Figure; Product / service management
For each product the required business processes, objectives, knowledge, processes and KPI’s can be determined. The KPI’s can be reported through the BPM performance dashboard reports.
The analysis of which products are sold within which location / division will give an overview of the actual utilization of the products throughout the organisation.
Business Requirements Management
Business Requirements Management is the process of eliciting, analyzing, prioritizing, documenting and agreeing on requirements and controlling the change and communication to the stakeholders.
Business Requirements describe in business terms what must be delivered or accomplished. Product requirements describe the product.

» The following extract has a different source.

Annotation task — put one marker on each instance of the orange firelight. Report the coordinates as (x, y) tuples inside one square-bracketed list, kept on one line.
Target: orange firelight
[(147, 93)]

Process Requirements describe the related processes the organization must follow and the constraints that they must obey.
The justification for Business Requirements Management is to assure the organization meets the expectations of its customers and internal or external stakeholders.
Figure; Business requirements management cycle
The Business requirements development process typically consists of four incremental steps (inner circle):
1 Eliciting is the collection of the business requirements from the various sources including documents and stakeholders
2 Analyzing is the negotiation and determination of what the requirements actually mean and which stakeholders requirements take priority.
3 Specifying is the documentation and organizing of the business requirements
4 Validation is the confirmation and sign-off from the stakeholders that these are the requirements they want to be adressed in this project
The Requirements Management process (outer circle) contains steps to keep track of the list of requirements, to gain agreement of the requirements to be realized within a project (iteration), to maintain traceability between requirements, related specifications and designs and to control change (e.g. due to ‘advanced understanding’).
Figure; Requirements allocation diagram
In the BPM platform the requirements may be related to many characteristics to enable accurate impact analysis. A configurable number of different requirements guarantee efficient traceability.
The advantages of using BPM for business requirements management are:
- Business requirements information for all stakeholders in one integrated environment
- Search, query and reporting facilities to quickly retrieve requirements and related information
- Requirement relations and attributes enable accurate impact analysis and efficient traceability
- Adequate authorization, versioning and base lining using standard BPM change management
- Flexibility in requirements lifecycle definition, process and attributes
More information can be found at:http://www.lulu.com/shop/frank-luyckx/enterprise-bpm-roadmap-assessments/paperback/product-20265487.html
Thanks for the article, we also make use of the requirements object but I'm curious why the Requirements allocation diagram does not allow one to associate a requirement with the screen object? In a BPM environement screens play a vital role and countles request for changes (requirements) are related to screens?